Agree with @RichJB - check if the coils are touching the chimney or something they shouldnt be touching
Sometimes you cant really see it and its tricky to figure out. Especially with duals.

As for wicking you need to experiment with slightly thicker or slightly thinner amount of cotton till you find the best for that coil. I have found the Crius to be quite forgiving regarding how much is stuffed into the little channels. I tend to put a fair amount in there and havent had any problems. But i am vaping on fairly lowish power around 30Watts.

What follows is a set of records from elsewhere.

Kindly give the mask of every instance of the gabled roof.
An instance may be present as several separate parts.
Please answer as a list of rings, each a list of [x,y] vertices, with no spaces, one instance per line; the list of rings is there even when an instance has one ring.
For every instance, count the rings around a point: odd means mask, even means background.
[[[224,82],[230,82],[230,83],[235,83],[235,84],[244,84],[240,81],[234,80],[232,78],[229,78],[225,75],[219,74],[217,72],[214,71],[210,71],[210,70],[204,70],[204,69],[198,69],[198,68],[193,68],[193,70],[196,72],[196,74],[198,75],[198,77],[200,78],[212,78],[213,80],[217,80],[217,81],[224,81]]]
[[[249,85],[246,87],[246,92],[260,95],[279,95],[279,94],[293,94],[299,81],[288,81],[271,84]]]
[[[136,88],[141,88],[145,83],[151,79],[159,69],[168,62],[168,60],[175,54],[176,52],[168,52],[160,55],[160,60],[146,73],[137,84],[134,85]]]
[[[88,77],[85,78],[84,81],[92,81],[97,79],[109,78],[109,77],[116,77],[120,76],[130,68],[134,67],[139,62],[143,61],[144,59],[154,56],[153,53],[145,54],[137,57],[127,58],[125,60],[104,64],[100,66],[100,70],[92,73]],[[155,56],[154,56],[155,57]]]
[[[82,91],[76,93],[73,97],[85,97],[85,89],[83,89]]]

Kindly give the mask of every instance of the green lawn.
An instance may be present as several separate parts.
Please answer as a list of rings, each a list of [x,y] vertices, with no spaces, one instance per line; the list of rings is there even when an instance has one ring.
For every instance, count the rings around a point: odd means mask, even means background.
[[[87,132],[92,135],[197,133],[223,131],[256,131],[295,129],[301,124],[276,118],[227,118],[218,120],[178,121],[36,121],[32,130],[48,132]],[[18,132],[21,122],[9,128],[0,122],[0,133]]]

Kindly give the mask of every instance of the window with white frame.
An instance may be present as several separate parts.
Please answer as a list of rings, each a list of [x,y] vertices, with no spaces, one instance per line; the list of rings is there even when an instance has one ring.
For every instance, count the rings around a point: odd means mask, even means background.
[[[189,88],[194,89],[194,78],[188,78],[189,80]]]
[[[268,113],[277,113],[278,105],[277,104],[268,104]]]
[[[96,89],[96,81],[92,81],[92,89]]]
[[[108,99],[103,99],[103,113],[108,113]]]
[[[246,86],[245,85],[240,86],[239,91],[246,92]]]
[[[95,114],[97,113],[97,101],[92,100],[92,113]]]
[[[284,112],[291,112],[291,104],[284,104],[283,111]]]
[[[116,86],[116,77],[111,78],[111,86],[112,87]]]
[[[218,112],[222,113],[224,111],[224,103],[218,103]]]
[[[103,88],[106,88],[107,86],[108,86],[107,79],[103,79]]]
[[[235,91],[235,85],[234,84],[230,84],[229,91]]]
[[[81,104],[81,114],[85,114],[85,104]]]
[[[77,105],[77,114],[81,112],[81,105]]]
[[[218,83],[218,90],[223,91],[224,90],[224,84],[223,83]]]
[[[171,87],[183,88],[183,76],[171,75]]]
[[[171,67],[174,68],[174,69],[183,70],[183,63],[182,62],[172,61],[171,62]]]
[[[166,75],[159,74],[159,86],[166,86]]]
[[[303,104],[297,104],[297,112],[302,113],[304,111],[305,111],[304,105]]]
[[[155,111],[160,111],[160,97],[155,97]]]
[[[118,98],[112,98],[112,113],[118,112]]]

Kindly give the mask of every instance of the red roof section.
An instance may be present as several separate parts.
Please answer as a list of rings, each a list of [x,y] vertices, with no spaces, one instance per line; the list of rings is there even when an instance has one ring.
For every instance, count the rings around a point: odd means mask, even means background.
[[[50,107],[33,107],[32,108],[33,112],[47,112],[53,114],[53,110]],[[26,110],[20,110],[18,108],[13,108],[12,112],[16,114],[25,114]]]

With dual 28g coils around 0.5 ohms.

Reactions: Like 1


----------



## herb1 (21/10/16)

Ok, I'm bored with Power mode on the VTC mini
What modes can I use with the 26ga Kanthal?


----------



## incredible_hullk (21/10/16)

herb1 said:


> Ok, I'm bored with Power mode on the VTC mini
> What modes can I use with the 26ga Kanthal?



@herb1....kanthal can only be used in power mode

Reactions: Thanks 1


----------



## herb1 (21/10/16)

incredible_hullk said:


> @herb1....kanthal can only be used in power mode


Thanks
So, I'd have to change to Clapton or something else to use TC modes


----------



## incredible_hullk (21/10/16)

herb1 said:


> Thanks
> So, I'd have to change to Clapton or something else to use TC modes



Yep...TC on SS or Nichrome only...havent played too much on claptons so I dont know if a kanthal core wrapped in stainless steel would work well in TC

If it does only downside is the SS outer will drag down overall resistance


----------